Hi everyone,
This is my first post up at polycount. Very quickly, I'm a 3rd year student working on my undergrad in Games and Environment art. I put together this website over the holidays to show some of what I've been working on.
www.joshrife3d.com
You'll notice that this stuff is diffuse/vert lighting only.
Any crits would be much appreciated! Thank you!
- Amad
Replies
I love the little carmine piece. Carmine FTW!!!
minor crits - you go to town making it more atmospheric and realistic by emphasizing the statue/fountain piece by doing a little more splashes further down the steps and floor - darken the rest p and make that roof hole the primary light source, cause at the moment you've got torches, floor lights and a roof strip - meh just my two cents..

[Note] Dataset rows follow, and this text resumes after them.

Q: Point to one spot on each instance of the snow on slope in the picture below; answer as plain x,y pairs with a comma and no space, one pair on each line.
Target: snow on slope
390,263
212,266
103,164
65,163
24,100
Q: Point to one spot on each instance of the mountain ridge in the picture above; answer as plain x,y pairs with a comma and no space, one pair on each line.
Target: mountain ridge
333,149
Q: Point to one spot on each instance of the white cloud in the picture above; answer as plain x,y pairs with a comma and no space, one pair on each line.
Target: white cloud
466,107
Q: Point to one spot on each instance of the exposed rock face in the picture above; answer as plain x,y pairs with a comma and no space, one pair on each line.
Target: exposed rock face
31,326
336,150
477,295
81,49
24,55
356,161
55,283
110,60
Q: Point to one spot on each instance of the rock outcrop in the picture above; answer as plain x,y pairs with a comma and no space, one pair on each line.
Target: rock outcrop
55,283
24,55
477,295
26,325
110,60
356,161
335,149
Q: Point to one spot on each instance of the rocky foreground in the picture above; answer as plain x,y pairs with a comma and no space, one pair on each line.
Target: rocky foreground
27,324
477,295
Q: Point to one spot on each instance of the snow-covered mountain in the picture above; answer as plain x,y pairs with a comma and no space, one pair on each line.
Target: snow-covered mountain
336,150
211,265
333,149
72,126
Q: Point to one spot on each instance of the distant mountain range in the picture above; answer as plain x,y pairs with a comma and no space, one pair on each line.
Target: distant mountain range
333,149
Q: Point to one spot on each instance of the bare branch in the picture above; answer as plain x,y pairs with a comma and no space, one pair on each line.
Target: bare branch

oh and a webpage nitpick - everything doesn't center in the page - it hangs left, youve got some frames and table stuff going - wynot put it all-in a container div which hangs in the centre?
i would center it
change the order things are in, and maybe give it there own pages.
maybe change the mouse overs
for your own banner, i would play with the text more, everything is just lined up underneath eachother wich looks kinda simple.
grey text on a dark grey background is not working very well
get the gears logo out of the screenshot
give your models more credit by better presentation renders. it are mostly cutouts with no detail, or alot is stuffed into one picture. take a look at how other people do those things.
the chickn cannon is cool, only busy screenshots with the info somewhere hidden inbetween.
maybe give the img's borders with room for info, or a bar underneath em.
hars crits for good resolds
good luck!
www.JoshRife3D.com
- Amad
Also (and this might be nit pick, but it bugs me to no end), when you size your images, keep the width the same on all of them. This aviods me from moving my mouse left, then right, then left, then further left and so forth. Keeping the width the same, I dont have to keep moving my mouse and I can scrub through them with ease.
i think your chinatown slum is your best piece. still, the upstairs i felt could use some polishing and additional detailing.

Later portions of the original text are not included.